For the longest time, I’ve wondered why I have worked so hard and so long to achieve so much consciousness, and I’m still not what I pictured as “enlightened.”   Perhaps I was so attracted to Ivan Ilyich in Tolstoy’s The Death of Ivan Ilyich then my own fictional character Angelica Goodman Banks in my recently published novel Angelica’s Last Breath because they each broke through all the defenses, masks, misunderstandings, recalcitrant shadows, unconscious material and so on to enjoy perfect joy and peace.  While immersed in these two soul-connected works, I did something of my own combination life review and confession.  I peeled off layers of defenses and then had a glimpse of what it would feel like to be merged with the Divine.  But then both the reading and writing ended, and I was left with one compelling question. Could it be possible for sustained resolution to be achieved earlier in life than one’s last breath, giving us more time to enjoy the freedom that comes from having made peace with our past, present and future — with time to spare?

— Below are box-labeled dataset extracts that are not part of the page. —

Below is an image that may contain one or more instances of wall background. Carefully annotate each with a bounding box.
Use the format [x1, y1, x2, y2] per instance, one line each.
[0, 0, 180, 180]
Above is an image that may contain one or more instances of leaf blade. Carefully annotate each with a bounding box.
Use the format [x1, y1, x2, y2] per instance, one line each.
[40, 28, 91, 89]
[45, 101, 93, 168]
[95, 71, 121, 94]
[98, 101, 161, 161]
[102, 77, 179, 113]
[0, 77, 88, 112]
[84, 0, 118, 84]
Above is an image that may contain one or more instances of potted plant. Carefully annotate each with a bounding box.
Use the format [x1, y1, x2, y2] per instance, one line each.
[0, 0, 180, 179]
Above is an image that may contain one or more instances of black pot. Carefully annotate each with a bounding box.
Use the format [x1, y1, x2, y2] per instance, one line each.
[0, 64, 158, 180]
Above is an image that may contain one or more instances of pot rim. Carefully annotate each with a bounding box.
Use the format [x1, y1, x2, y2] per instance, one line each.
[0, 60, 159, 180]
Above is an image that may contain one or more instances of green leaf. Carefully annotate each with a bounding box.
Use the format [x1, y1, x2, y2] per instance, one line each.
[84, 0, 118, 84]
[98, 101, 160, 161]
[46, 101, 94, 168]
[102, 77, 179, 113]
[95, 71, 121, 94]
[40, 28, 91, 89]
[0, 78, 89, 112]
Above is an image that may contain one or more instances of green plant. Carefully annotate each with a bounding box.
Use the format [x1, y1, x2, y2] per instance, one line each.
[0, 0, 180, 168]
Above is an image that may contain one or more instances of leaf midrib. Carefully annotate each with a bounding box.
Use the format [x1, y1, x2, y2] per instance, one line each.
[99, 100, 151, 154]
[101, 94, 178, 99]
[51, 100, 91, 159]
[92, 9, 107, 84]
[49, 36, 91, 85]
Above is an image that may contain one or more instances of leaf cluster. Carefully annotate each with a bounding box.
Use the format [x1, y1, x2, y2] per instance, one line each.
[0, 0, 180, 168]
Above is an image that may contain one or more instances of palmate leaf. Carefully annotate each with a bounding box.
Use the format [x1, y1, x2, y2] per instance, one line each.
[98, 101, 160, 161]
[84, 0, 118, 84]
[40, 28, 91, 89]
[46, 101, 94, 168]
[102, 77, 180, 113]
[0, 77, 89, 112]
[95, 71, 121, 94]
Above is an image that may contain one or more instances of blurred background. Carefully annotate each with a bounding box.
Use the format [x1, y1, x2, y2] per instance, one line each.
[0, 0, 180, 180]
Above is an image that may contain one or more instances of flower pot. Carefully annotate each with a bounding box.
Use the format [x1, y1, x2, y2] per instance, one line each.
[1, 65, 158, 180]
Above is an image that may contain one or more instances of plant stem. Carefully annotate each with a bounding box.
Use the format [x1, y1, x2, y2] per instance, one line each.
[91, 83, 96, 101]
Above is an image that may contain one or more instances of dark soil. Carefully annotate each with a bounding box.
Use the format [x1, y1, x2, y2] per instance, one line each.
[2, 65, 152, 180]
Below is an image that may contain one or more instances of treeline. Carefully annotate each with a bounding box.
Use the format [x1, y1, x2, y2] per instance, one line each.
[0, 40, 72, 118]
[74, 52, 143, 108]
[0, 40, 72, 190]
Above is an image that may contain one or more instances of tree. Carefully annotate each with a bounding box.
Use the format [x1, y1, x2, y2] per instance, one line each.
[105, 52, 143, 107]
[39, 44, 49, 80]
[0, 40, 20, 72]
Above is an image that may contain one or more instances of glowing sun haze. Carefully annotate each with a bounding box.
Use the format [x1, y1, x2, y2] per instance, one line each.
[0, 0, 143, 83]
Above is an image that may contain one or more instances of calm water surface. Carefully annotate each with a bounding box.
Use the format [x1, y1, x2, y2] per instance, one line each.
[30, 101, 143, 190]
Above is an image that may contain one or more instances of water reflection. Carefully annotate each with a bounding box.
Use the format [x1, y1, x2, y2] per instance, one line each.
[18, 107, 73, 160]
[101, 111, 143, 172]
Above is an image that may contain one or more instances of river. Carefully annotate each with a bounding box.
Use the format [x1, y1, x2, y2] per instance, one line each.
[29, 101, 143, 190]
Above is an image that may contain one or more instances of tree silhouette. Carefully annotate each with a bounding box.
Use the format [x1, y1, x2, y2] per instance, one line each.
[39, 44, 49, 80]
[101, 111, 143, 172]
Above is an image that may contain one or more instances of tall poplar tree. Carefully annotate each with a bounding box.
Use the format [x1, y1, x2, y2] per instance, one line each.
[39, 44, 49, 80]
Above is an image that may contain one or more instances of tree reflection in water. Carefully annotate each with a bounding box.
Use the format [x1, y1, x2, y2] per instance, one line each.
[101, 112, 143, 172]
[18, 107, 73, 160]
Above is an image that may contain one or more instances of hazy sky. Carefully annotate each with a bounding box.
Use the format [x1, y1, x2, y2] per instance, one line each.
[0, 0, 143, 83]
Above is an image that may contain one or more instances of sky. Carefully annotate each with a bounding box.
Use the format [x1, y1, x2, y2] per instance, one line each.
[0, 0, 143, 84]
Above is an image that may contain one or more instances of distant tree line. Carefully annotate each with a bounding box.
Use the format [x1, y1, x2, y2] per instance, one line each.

The gift of becoming so intimate with Ivan and Angelica is finally having stopped taking the difficulty I’ve had breaking through personally. I am, in fact, coming to terms with the human condition:  That beneath the superficial differences that individuate us—as multifarious as these may be—there is an archetypal template to the trajectory of our lives that transcends centuries, geographies and religious differences. In fact, I am coming to believe that all of art, literature, creativity, commerce, politics—maybe everything—are the manifestations of people struggling each in his or her own way to break through to what most of us think of as “happiness”, and that Jungian analyst James Hollis would refer to at his loftiest “spiritual independence,” at his most academic “individuation” and most mundane:  “growing up.” But whatever you call it, what is blocking us?  Where is that final release that some of us go to therapy, 12 step programs and meditation retreats to attain while others found companies, write novels, look for the perfect mate or attempt to create the perfect child, seek celebrity or sainthood and so on?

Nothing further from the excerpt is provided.